Jean memaksakan diri untuk berdiri dan mencoba gerakannya tanpa melihat dan mendengarkan video. Ia mencobanya dengan pelan dan hati-hati agar kakinya tidak terkilir lagi. Tapi kali ini Jean menambahkan beberapa gerakan yang tidak ada dalam video dan menggantikan gerakan-gerakan dalam video yang belum ia hafal sepenuhnya.
Rangga datang kembali dengan muka masam dan langsung duduk. Ia melihat Jean yang masih saja keras kepala memaksakan diri untuk melatih gerakkannya. “Udah jangan dipaksain nanti nambah sakit.”
Jean berhenti dan menatap kearah Rangga. “Nih, aku bawa minyak oles.”
Jean duduk berhadapan dengan Rangga. Ia mengambil minyak oles itu dari tangan Rangga. “Bentar lagi kan mau pentas kamu malah keseleo. Bawa masalah aja.”
Jean menatap Rangga yang menyalahkannya dengan kesal dan mengoleskan minyak kekakinya tak karuan.
“Tadinya kakak mau nyoba gerakan kita hari ini. Eh malah keseleo.” Keluh Rangga.
“Udah nyalahin aku, nya?” ucap Jean kesal.
“Maksud kakak bukan nyalahin kamu.” Bantah Rangga. “Kakak cuman kesel aja. Kemarin malam kakak tuh gak istirahat banyak. Kakak cari gerakan ini itu, cari lagu ini itu. kakak tuh maunya hari ini kita …”
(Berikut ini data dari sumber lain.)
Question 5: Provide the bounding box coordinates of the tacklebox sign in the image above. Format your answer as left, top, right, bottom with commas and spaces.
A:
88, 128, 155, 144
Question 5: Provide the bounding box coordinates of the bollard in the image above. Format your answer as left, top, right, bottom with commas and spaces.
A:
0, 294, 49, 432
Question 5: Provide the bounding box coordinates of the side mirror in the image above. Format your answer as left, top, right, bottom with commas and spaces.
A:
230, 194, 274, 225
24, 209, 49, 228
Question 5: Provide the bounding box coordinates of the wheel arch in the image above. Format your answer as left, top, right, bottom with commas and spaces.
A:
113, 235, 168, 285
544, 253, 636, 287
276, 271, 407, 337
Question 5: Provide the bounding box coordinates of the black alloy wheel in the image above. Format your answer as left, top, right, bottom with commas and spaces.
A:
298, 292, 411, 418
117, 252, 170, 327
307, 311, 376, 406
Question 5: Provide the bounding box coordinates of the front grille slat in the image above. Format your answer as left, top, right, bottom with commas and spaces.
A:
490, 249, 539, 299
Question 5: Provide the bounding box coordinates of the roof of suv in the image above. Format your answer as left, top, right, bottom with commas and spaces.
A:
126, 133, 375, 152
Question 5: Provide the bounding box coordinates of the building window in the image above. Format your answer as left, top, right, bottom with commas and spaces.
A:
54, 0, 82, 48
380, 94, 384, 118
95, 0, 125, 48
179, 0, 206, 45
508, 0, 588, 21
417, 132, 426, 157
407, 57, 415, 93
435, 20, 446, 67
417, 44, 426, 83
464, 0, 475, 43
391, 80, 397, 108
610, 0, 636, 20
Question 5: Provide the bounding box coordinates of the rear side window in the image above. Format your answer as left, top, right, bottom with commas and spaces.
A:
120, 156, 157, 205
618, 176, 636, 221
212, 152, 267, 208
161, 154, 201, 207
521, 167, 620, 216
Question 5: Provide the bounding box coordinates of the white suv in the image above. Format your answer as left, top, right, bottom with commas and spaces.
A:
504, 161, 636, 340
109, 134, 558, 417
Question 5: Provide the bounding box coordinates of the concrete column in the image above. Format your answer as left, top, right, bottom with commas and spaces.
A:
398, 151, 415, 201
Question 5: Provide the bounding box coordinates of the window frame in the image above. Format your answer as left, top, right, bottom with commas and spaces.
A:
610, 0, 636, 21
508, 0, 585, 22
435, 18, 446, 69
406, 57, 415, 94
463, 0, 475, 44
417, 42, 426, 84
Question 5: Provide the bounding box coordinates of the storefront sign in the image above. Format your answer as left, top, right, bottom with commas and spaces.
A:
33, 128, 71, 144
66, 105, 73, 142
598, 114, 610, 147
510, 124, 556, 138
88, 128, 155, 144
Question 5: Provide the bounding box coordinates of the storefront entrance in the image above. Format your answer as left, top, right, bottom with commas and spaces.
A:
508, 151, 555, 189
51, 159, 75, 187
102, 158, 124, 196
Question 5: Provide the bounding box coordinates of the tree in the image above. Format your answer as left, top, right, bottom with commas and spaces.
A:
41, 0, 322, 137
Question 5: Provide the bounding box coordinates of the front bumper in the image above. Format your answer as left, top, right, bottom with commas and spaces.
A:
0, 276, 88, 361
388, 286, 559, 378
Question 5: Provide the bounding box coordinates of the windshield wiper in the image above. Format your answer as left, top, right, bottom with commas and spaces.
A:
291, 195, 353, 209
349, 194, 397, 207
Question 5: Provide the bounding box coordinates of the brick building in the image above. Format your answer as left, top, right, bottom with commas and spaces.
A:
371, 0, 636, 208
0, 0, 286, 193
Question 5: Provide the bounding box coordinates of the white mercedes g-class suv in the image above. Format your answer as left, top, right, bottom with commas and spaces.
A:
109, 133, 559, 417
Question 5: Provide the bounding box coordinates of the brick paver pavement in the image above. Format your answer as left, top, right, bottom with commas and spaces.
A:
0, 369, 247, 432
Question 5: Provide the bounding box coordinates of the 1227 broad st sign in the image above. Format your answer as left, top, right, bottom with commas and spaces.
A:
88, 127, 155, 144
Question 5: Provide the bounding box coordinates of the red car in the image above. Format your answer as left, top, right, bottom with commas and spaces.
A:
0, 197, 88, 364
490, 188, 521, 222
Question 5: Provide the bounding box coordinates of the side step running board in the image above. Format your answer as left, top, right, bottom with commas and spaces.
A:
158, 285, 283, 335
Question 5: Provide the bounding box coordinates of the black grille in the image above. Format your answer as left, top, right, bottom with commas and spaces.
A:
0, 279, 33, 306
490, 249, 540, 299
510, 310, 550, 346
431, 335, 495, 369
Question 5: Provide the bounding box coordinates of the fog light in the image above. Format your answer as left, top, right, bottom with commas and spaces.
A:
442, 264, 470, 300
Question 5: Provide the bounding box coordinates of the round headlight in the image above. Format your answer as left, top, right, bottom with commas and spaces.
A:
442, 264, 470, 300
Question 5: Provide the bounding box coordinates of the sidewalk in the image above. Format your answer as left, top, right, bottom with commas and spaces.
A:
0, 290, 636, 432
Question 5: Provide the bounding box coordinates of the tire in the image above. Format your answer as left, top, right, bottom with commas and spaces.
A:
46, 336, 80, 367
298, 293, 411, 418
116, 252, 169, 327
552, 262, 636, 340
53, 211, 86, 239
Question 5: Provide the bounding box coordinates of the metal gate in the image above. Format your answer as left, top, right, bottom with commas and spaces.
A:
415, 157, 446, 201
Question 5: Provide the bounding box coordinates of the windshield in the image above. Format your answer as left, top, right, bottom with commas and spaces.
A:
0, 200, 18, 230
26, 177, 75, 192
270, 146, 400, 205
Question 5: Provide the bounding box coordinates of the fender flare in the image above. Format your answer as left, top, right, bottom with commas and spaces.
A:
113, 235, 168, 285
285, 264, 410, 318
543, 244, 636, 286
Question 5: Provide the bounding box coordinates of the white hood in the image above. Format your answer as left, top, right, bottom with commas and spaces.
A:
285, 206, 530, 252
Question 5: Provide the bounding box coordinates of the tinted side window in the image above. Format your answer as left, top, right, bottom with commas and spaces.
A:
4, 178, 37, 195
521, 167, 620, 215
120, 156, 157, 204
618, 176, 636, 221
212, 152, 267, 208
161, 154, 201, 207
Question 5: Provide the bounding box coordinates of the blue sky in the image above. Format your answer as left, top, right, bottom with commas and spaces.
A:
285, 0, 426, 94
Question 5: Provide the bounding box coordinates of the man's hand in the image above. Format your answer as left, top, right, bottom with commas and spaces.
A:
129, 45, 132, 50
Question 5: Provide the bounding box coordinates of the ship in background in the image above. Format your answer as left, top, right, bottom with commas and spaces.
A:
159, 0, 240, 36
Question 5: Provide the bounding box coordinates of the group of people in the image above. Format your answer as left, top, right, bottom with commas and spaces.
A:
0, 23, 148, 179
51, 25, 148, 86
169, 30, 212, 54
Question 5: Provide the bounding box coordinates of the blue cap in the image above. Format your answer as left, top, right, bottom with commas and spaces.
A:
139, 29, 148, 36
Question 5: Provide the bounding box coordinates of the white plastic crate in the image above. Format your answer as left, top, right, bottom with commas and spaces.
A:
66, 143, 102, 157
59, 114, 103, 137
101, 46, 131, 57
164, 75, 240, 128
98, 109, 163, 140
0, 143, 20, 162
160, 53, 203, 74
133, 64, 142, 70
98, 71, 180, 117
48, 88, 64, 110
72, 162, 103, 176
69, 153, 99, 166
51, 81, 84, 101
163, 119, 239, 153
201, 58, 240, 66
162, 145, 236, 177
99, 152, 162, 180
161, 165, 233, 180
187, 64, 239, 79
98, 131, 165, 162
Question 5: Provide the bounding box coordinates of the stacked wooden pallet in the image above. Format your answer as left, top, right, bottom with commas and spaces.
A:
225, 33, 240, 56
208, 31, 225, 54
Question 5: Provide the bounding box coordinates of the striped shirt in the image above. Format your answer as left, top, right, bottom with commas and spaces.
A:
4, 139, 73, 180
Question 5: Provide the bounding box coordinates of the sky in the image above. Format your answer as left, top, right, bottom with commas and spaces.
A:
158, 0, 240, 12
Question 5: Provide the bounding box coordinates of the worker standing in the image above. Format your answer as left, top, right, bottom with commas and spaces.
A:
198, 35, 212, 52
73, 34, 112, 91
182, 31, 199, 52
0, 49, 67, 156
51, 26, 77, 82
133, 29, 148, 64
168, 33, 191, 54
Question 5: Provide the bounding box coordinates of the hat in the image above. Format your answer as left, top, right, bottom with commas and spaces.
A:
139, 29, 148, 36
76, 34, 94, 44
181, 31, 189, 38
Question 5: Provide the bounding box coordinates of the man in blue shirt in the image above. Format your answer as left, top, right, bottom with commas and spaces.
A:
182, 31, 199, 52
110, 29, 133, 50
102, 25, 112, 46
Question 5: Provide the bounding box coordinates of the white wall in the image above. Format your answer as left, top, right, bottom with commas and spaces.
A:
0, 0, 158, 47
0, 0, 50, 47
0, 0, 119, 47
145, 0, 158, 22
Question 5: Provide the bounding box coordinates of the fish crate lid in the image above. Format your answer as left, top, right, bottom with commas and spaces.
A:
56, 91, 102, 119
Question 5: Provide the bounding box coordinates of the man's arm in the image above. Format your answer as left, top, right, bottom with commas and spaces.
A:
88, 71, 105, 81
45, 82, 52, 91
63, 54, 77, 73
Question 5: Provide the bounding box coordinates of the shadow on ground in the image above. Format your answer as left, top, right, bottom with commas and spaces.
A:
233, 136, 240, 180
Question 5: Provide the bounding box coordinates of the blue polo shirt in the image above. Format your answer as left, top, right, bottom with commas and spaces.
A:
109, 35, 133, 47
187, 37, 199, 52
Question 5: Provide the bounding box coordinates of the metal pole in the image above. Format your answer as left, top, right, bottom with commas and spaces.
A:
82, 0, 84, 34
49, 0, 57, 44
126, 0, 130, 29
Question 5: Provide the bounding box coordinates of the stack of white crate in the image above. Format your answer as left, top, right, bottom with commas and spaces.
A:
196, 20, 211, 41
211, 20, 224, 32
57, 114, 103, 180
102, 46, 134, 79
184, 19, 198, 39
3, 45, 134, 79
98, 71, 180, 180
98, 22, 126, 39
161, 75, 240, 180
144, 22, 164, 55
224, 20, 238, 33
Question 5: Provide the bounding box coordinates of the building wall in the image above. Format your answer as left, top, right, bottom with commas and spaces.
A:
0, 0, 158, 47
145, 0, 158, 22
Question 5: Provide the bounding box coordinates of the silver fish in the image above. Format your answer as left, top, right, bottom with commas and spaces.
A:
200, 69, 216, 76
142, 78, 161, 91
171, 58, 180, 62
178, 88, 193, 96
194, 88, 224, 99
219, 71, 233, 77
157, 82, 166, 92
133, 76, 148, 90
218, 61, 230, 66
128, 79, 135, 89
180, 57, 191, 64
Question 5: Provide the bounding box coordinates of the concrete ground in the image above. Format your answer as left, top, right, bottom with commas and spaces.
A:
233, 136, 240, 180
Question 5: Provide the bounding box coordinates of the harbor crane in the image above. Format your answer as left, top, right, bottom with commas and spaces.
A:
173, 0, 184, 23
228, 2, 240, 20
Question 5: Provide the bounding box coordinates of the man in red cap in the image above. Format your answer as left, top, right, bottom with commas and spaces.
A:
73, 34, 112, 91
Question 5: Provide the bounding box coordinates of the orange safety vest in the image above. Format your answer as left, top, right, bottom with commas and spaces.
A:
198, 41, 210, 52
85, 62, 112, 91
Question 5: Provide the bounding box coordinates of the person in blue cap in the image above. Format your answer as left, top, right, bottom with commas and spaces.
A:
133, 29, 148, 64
“Nanti dulu, kak.” Potong Jean.
“Emangnya kita nanti pentas bareng?”
“Kan semuanya udah kakak atur buat sepasang-sepasang.” Jean melongo.
“Aku sama kakak?” Rangga mengangguk.
“Kenapa?” Rangga terdiam.
“Harus?” Rangga kembali mengangguk.
“Itu alesan kakak masuk ke teater lagi?”
Rangga terdiam kembali. Jean memberikan kembali minyak oles itu pada Rangga. “Kakak tuh ya. Nyebelin.”
Rangga hanya bisa tersenyum dan menatap Jean. “Apaan lo? Senyum-senyum gak jelas!”
Rangga menurunkan senyumnya.
“Denger ya, Jean. Aku, Rangga Dinata gak akan kalah sama cewek keras kepala yang namanya Jean Andita sampe dia luluh, oke?”
>>>>><<<<
Jean mengikuti Rangga dari belakang. Kakinya masih agak sakit setelah tadi Rangga memijit kakinya untuk kedua kalinya. Mereka berjalan keluar dari gedung. Tadi Rangga memutuskan untuk mengantar Jean ke kosannya.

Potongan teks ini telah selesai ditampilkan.